The Sterling pound has slipped onto a 10-month low versus the euro as investors bet on the Bank of England keeping the interest rates on low for the coming months, while the European Central Bank is moving onto tightening.
The Monetary Policy Committee voted 6-2 in favor of keeping the rates on low, down from the 5-3 votes on the last meeting, as well as descending revisions of inflation and growth forecasts.
Sterling dropped to 90.61 pence per euro, its weakest since October. The Bank of England’s trade-weighted sterling index slipped as well to its lowest since mid-March.
Sterling went down 0.1 percent against the dollar to $1.3025, moving away from the 11-month high above $1.32 at the end of last week.
According to Bank of New York strategist Neil Mellor, the sterling’s decline could be set to accelerate. “It is evident that we have squashed volatilities, and that constitutes a coiled spring … At the moment the risks seem to be skewed to the downside.
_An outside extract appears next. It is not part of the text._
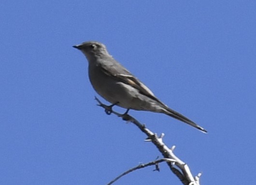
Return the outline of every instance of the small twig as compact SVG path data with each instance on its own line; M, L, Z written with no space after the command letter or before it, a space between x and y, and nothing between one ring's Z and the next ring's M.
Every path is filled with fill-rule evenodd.
M125 176L125 175L128 174L128 173L130 173L131 172L135 171L135 170L141 169L142 168L144 168L145 167L148 167L148 166L152 166L152 165L156 165L156 166L157 165L157 166L158 166L158 164L159 163L161 163L161 162L164 162L164 161L171 162L171 161L173 161L173 160L171 159L170 159L164 158L164 159L161 159L155 160L154 161L150 162L148 162L148 163L146 163L146 164L140 164L139 165L138 165L137 166L136 166L136 167L135 167L134 168L132 168L128 170L127 171L124 172L123 173L122 173L121 174L120 174L120 175L117 176L116 178L115 178L114 179L113 179L112 181L111 181L111 182L110 182L109 184L108 184L107 185L112 185L112 184L114 183L115 181L116 181L117 180L120 179L121 177ZM156 168L157 168L157 167L156 167ZM158 167L158 168L159 168L159 167ZM156 171L156 170L154 170L154 171Z

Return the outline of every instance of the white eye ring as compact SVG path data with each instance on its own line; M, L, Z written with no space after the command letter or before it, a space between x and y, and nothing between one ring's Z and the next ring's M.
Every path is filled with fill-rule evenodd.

The market took the June MPC (monetary policy committee) vote and ran with it, and that looked a bit incongruous.” He added.
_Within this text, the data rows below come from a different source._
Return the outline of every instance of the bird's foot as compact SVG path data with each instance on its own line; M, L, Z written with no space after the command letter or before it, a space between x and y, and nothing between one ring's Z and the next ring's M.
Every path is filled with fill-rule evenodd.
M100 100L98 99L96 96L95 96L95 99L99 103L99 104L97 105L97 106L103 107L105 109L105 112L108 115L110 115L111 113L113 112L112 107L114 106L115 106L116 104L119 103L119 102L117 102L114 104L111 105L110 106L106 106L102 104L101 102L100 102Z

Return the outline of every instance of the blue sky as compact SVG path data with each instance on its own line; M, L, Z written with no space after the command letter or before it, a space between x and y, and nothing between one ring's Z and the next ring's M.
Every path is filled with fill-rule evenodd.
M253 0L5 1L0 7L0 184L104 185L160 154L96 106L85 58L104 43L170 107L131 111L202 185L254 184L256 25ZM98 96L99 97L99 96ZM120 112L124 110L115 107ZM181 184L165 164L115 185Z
Friday’s data showed that speculators heightened their bets against the pound for a second week up to last Tuesday, before the Bank of England’s rate decision.
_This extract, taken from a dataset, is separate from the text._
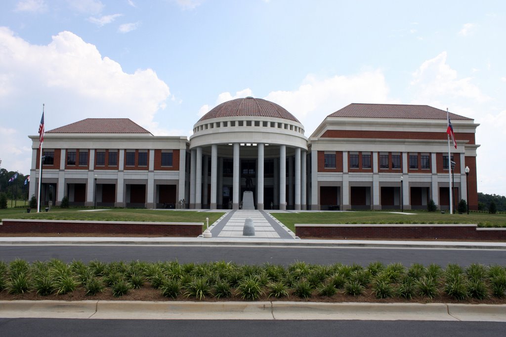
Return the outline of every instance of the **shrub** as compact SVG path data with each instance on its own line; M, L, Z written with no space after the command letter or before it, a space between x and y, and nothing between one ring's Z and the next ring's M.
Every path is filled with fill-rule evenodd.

The sterling has recorded its largest daily falls versus the dollar in more than six weeks on Frida, after a stronger-than-expected U.S. jobs report brought forward expectations for more interest rate hikes from the Federal Reserve, pushing the dollar up.
Britain will have to keep paying for long term programs to the European Union after it leaves in 2019, until 2020 at least, as said by EU Budget Commissioner Guenther Oettinger.